Gojira – Magma
Release Date: June 17, 2016
I have a long-running theory which holds that most bands perform at the apex of their creative ability over the span of no more than 3 consecutive albums. Without getting into the various reasons why I think this happens, I will admit that the theory is generally tough to quantify especially given the subjective nature of what constitutes a band’s creative peak. Still, it’s an interesting concept to ponder and it makes sense when you think about the career trajectory of just about any band who has released more than 5 albums, with one classic—and obvious—example being Metallica.

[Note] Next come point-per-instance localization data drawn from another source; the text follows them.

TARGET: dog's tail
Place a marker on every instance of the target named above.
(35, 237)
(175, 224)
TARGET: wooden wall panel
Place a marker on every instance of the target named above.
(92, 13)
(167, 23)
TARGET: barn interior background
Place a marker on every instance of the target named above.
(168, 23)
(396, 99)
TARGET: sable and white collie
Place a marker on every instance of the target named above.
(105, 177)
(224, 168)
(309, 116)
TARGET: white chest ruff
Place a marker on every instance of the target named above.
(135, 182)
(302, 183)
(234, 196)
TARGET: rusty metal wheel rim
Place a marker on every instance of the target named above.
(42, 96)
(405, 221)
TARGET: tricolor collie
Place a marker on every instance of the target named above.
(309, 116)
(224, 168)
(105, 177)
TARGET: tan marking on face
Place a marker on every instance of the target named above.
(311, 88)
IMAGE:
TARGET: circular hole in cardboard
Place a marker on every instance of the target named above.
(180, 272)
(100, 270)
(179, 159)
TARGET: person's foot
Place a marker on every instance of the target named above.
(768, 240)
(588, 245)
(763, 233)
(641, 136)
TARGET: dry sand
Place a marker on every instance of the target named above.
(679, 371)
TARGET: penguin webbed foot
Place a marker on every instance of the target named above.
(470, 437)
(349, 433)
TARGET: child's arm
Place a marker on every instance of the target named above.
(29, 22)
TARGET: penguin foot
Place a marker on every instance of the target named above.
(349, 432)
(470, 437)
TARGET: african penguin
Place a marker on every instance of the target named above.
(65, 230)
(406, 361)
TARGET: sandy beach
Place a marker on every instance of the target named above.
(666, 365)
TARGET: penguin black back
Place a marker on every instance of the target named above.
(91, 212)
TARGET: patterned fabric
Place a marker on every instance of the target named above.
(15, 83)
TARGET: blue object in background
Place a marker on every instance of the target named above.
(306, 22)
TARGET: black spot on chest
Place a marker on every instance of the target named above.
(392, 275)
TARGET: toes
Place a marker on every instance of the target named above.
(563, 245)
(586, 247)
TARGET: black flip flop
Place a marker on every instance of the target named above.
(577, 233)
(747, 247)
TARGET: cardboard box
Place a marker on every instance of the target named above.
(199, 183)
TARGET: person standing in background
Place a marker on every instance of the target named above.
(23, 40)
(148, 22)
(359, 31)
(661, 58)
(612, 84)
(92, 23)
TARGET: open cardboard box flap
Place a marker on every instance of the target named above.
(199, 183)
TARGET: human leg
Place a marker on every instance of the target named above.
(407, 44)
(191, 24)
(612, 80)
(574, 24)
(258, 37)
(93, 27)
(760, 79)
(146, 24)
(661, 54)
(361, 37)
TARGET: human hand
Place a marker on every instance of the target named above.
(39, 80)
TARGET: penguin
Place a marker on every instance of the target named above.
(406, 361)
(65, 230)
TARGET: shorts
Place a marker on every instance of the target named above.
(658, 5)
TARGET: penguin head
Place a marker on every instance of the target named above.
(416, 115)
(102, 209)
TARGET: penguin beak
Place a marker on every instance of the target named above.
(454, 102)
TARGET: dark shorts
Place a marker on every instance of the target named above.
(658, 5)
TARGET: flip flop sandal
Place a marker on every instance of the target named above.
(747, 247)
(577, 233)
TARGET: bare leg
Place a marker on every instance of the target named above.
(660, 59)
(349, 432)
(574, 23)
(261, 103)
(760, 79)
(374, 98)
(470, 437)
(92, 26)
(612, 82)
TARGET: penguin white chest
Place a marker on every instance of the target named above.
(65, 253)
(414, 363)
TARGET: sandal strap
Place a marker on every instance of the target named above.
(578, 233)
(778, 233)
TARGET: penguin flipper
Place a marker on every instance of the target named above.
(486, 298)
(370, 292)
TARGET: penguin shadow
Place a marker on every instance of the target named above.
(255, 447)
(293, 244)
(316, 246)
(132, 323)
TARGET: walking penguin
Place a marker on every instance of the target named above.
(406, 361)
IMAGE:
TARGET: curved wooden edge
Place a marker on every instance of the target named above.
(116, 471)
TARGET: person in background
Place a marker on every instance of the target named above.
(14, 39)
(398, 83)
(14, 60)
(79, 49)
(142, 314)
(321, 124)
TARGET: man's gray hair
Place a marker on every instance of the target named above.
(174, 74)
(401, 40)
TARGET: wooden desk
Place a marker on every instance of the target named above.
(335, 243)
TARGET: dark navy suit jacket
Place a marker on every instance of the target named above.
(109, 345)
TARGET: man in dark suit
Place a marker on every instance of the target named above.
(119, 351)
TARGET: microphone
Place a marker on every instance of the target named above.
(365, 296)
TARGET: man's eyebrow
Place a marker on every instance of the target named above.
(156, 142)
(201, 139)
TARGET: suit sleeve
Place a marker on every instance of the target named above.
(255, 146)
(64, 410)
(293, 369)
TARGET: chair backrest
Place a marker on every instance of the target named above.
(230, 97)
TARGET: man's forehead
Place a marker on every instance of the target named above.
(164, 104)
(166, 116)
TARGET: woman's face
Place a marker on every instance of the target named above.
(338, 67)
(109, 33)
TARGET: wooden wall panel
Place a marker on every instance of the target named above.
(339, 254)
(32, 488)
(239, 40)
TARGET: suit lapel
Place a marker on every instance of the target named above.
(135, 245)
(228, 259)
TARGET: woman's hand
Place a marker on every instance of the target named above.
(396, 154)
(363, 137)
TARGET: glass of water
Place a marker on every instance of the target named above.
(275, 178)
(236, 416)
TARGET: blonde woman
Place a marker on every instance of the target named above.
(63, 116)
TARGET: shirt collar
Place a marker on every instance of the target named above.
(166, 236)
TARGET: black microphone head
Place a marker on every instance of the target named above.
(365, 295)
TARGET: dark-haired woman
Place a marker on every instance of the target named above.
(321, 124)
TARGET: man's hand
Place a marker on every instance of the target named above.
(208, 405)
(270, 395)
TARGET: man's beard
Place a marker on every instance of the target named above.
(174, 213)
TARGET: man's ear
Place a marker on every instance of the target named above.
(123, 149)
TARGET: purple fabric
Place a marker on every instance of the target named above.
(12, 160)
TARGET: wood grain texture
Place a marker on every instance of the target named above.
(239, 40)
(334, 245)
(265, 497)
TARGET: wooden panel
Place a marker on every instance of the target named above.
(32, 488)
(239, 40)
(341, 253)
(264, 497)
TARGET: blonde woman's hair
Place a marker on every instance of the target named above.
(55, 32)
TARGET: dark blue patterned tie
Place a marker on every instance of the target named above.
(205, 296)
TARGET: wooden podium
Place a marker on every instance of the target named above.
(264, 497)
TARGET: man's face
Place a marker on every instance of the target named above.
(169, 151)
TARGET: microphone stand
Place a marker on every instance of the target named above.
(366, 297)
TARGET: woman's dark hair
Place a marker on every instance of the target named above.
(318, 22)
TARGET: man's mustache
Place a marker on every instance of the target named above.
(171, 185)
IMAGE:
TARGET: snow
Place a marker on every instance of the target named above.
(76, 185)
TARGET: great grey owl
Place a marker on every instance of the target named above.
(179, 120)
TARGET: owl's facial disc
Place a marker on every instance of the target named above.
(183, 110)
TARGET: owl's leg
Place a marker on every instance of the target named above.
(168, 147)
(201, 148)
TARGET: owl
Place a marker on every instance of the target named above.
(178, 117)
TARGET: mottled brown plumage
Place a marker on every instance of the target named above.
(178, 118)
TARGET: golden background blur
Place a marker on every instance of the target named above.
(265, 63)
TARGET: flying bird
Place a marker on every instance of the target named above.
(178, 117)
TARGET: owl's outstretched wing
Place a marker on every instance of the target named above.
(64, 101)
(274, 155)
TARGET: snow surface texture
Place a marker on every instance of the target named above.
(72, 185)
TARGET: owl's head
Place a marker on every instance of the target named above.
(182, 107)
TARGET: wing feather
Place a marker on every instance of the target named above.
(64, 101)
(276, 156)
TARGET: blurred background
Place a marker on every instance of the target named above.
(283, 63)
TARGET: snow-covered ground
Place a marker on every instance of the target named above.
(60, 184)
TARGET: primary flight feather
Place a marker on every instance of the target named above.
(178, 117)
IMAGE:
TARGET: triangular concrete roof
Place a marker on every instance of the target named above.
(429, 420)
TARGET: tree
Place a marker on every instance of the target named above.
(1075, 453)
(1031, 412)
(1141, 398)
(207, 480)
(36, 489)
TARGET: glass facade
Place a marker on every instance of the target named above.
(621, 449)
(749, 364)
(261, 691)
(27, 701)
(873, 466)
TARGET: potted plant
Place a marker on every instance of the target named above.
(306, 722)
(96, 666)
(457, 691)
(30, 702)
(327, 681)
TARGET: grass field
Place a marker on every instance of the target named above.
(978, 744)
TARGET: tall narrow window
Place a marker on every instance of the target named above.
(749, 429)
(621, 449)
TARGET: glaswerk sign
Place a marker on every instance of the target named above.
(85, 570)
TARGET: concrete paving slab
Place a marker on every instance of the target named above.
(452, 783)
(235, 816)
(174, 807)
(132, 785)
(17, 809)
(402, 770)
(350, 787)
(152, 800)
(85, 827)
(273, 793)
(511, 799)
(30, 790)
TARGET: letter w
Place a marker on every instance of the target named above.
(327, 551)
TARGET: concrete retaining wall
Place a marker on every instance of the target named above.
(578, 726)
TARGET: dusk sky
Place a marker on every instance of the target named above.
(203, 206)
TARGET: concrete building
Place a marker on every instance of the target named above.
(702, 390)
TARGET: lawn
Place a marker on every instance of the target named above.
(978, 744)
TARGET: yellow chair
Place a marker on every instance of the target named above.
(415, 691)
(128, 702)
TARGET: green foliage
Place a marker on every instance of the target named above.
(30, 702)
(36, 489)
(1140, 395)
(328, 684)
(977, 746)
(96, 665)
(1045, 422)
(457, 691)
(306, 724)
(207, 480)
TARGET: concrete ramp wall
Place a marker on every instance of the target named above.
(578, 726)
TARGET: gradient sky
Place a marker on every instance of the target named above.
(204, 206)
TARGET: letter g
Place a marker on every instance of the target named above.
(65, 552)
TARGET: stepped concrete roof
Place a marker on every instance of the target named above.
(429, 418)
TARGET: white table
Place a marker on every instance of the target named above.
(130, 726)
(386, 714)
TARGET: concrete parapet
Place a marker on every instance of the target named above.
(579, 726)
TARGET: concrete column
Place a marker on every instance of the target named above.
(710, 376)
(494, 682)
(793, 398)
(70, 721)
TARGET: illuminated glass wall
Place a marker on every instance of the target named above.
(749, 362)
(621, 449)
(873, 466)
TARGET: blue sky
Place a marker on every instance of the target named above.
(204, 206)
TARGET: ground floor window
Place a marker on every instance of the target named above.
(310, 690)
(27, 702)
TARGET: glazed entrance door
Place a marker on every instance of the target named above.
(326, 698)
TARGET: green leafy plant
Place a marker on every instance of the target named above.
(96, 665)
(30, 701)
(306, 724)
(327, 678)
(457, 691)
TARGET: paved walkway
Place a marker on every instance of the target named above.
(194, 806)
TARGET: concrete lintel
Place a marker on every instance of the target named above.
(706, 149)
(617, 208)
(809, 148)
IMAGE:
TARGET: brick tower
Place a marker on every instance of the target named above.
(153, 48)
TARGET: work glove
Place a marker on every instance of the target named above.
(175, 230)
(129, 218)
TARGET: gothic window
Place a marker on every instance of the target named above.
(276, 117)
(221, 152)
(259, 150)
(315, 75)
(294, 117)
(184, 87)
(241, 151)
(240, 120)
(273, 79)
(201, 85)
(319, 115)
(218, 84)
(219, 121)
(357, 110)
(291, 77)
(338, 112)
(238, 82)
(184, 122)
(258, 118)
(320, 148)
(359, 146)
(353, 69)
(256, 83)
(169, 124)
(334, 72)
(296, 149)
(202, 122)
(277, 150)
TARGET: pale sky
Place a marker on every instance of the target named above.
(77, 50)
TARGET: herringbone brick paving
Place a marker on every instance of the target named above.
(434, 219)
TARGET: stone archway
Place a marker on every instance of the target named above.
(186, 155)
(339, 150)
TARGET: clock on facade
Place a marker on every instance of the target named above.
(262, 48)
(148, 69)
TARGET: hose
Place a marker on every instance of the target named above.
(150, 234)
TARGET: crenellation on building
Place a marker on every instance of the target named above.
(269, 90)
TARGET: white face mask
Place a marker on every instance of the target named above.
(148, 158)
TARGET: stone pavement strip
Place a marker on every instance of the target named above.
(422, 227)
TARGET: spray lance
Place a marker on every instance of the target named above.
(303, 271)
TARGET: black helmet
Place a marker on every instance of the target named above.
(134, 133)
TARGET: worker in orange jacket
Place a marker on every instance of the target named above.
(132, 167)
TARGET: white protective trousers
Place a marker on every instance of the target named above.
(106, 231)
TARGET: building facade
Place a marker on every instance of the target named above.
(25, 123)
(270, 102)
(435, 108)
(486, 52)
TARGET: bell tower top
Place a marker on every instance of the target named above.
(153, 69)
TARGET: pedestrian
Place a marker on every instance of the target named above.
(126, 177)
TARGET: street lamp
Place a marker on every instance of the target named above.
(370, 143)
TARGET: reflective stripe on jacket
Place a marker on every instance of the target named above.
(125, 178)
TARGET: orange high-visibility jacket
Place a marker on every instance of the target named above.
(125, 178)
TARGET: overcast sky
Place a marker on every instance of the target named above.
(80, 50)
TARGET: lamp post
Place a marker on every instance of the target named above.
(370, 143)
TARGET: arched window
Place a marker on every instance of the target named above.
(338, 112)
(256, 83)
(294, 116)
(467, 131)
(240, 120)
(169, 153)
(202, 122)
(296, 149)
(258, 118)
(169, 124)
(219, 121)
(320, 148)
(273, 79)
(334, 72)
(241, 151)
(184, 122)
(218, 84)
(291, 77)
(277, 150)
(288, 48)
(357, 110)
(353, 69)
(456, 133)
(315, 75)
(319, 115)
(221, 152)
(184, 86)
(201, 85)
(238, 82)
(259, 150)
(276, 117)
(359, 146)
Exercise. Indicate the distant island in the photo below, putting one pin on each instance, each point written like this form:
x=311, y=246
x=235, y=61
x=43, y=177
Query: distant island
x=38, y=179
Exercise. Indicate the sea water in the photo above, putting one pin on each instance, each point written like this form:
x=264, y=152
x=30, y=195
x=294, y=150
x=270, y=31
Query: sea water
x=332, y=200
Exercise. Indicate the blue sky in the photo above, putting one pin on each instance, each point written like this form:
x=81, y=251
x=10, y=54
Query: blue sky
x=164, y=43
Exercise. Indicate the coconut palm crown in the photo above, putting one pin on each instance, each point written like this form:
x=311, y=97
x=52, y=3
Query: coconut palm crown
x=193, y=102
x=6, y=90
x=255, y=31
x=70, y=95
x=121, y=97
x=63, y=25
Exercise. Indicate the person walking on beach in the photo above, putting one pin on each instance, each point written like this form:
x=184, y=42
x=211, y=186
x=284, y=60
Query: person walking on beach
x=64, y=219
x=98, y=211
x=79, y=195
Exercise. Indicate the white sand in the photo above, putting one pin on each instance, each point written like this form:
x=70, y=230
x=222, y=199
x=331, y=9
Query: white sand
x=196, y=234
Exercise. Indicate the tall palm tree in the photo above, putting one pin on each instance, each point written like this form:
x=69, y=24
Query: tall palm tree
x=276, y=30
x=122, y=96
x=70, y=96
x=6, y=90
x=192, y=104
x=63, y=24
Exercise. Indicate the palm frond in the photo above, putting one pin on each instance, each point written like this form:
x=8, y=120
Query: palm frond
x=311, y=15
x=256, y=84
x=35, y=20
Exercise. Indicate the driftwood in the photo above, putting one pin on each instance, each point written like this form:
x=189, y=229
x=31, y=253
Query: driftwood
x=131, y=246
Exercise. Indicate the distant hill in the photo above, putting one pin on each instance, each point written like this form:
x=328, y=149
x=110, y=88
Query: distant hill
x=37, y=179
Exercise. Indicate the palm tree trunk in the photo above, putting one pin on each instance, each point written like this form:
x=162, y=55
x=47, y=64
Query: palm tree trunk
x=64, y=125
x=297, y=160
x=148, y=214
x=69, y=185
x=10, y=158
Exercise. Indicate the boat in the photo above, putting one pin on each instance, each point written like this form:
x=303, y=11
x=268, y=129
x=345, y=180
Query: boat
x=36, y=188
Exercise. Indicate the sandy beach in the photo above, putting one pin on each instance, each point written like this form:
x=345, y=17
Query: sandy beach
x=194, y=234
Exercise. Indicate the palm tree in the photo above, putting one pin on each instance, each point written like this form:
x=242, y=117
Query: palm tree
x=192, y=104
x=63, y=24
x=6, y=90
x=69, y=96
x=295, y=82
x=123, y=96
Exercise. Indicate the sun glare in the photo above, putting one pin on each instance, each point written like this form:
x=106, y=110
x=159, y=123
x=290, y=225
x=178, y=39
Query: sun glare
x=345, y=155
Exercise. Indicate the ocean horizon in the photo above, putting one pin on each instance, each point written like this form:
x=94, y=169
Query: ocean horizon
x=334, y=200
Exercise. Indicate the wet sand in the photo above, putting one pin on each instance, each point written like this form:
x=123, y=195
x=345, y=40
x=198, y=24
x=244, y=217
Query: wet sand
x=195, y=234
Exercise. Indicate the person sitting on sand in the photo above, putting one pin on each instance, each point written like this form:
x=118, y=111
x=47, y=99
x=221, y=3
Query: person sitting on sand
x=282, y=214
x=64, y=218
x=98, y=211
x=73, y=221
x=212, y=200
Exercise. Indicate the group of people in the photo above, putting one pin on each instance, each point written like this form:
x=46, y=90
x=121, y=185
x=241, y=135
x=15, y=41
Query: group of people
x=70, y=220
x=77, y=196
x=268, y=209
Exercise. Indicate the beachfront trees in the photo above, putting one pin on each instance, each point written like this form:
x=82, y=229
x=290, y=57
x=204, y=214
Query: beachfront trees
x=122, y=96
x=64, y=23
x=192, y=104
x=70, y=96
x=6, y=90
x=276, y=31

As important as Metallica’s Kill ‘Em All was, few would argue that it belongs in the conversation with their next 3 releases which included Ride the Lightning, Master of Puppets, and …And Justice for All. And regardless of your feelings about the direction they took after that time period (beginning with the “Black Album”), or what you think of their studio output from that point forward, there is no argument to be made that Metallica has ever come close to recapturing the magic of those 3 genre-defining albums. And while I don’t think it is fair to compare Gojira to Metallica—particularly because the circumstances that allowed for Metallica’s meteoric rise aren’t likely to be duplicated—it is in the context of Metallica’s career arc that I’ve been thinking about Gojira’s 6th release entitled Magma.
Gojira has been around for 20 years now, but it wasn’t until the 2005 release of From Mars to Sirius that the band started to make serious in-roads with metal fans outside of their native France. Over the course of their next two releases, 2008’s The Way of All Flesh and 2012’s L’Enfant Sauvage, Gojira continued to build a reputation as a band capable of combining the mechanical heaviness of bands like Meshuggah with enough melodical and technical proficiency to generate a sound all their own. It would probably be a gross exaggeration to call Magma a “departure” from the style they established on those 3 albums, but it’s hard to listen to the album without sensing that the band is at a bit of a crossroads here.
The thing that really stands out to me on Magma is the way the album is paced. It opens with “The Shooting Star” which, compared to the typical Gojira track, almost has a ballad-like quality to it. The song’s slow, plodding riff is augmented by robotic vocals that are both clean and distant which isn’t something we’re used to from these guys, but as the album’s opening statement it does a fine job of setting the emotional tone. Magma was written around the time of the death of brothers Joe (guitar, vocals) and Mario (drums) Duplantier’s mother, and it’s fair to say her passing colored the record. This is particularly evident on the album’s proper closing track, “Low Lands”, which evokes memories of the vibe achieved by Tool on 10,000 Days—an album which itself dealt with the loss of a loved one. Then there’s the case of the title track which appears at the center of the album and, in addition to being the album’s most awe-inspiring song, serves as the strongest indicator that Gojira is keen to explore new territory. Outside of those 3 tracks though, and save for two songs that really only serve to take up space (“Yellow Stone” and “Liberation”—the latter of which almost sounds like someone trying to tune a guitar) the album is peppered with vintage Gojira, albeit more direct and polished than their past offerings. Songs like lead single “Stranded”—with its stuttering riffage and straight-to-the-point chorus—and the excellent “Silvera” are bound to be live favorites as they’ll sit comfortably aside everything the band has done to this point. And therein lies the only real issue I have with Magma. There is no denying that the album is both strongly written and well executed, but it sometimes feels like it’s trying to pull you in two very different directions. On the one hand, Gojira seems eager to explore more atmospheric and proggy territory yet, on the other, they seem almost over wary of losing touch with their past.
Maybe that’s OK though. History is littered with bands who’ve turned the corner too quickly only to lose their sense of direction. On Magma, Gojira seem keenly aware that the road that lies ahead is different from the one they’ve traversed to this point. Here’s hoping they fully embrace the journey in the future and, if they do, Magma will likely be remembered as an album that served as an intriguing glimpse into the future of a band whose best work was just around the bend.